Will: The CIA was founded inside these four walls.
Luke: Yes, it was, but back in World War II when they were still the good guys.
I said The Skulls has a silly plot, and it’s in this regard that any potential is quickly dissipated. It doesn’t really have to reveal anything about power, influence or machinations, because it has instead a juvenile murder mystery to side track you, before it devolves even further into crazed car chases and a duel. Yes, a duel! Hitch would have been proud, as he never got to do that for the released version of Topaz.
The essential set up with Luke and Caleb is reasonable, and the initiation, if lacking much imagination, is serviceable. It’s when Luke’s pal Will (Hill Harper) becomes obstreperous at his old chum’s decision to dance with the devil and breaks into the ritual room that things take a turn for Hollywood overkill (the society has been broken into, but not with any known devastating ramifications for the perpetrators).
Will: If it’s secret and elite, it can’t be good.
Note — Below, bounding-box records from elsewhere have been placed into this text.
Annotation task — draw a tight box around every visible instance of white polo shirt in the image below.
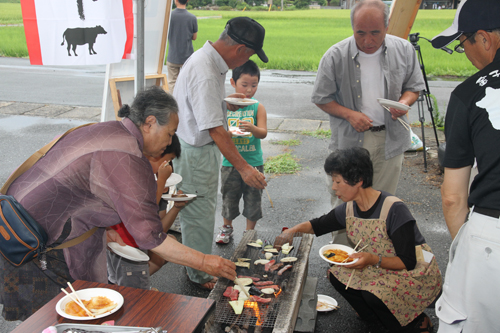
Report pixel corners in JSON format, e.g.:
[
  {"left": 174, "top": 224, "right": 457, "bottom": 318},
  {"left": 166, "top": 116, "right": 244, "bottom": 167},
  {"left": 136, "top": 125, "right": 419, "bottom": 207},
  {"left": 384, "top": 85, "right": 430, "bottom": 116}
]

Will shows up dead, apparently having hanged himself, but we know a tussle with Caleb preceded this; it turns out Caleb only accidentally injured Will – because Caleb maybe a privileged shit, but he’s a good privileged shit deep down – and it was the upper echelons of The Skulls, including dad, who had Will’s neck snapped. From here, there’s only escalation, with estrangement from friend Chloe (Sam Rockwell’s missus Leslie Bibb) and a nosy detective (Steve Harris) casting aspersions. Bugs are discovered everywhere (“None of us are safe!”), and Luke’s attempts to glean justice result in his being sectioned.
Part of the problem here is perhaps that, through dealing with members at inception, there’s no real exploration of the consequences of the pact (hence the Litten and Levritt subplot, but they’re both active conspirators in their way). Mostly, though, The Skulls is opting for sensationalism rather than thoughtfulness at every turn.
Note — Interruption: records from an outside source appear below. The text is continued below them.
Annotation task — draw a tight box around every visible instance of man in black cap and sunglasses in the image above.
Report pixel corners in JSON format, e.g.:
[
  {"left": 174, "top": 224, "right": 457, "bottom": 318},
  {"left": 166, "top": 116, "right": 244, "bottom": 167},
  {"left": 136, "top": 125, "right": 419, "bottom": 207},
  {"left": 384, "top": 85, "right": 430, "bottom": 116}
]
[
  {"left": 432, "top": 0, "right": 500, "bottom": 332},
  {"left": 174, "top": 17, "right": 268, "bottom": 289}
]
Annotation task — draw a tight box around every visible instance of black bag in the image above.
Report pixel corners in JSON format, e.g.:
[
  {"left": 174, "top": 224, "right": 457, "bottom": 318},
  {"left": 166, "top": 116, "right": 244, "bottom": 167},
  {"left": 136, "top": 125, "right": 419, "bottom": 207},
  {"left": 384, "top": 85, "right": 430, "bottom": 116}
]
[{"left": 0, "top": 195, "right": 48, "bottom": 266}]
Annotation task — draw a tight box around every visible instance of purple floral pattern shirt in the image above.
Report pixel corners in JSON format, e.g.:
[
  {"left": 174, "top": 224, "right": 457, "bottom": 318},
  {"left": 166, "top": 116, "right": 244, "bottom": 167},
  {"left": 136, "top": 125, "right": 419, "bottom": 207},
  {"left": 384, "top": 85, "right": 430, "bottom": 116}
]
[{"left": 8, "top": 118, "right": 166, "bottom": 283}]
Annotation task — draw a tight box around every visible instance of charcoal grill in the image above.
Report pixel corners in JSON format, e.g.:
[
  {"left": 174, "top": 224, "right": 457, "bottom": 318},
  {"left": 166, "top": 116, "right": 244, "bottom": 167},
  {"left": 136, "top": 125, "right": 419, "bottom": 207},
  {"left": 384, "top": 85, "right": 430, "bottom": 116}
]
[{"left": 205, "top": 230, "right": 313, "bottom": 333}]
One scene I did like finds Luke at the police station, bringing in evidence. The incriminating video tape in his possession is revealed to be blank. He begins railing in paranoia at all those present as complicit (“The Skulls, man! Who do you think is pulling the strings around here?”) It’s suggestive of Glenn Ford’s TV show meltdown in The Brotherhood of the Bell. But ultimately, the movie fails to give the impression of an all-powerful edifice. Instead, it’s one of petty bickering and crazy armed assassins. The senior administrator (Christopher McDonald) is about to shoot Luke in the head after a reckless car chase, only to be shot dead by Harris. Then there’s the duel, in which Caleb shoots his own dad instead of Luke (dad is about to shoot Luke!) before turning the gun on himself (Luke stops him!) It’s all too too silly.
Levritt: We live by the rules. We die by the rules.
You do see The Skulls regularly name checked as evidencing how The Skull and Bones actually is, but all it’s really doing is diminishing the society’s plausibility and making its purported reach deniable. Cohen’s movie was successful enough to spawn a couple of straight-to-video sequels, but if you want a Hollywood take on this subject with some bite, you’d be better off checking out The Brotherhood of the Bell. It’s less glossy and much less OTT, but it carries with it an authentic chill.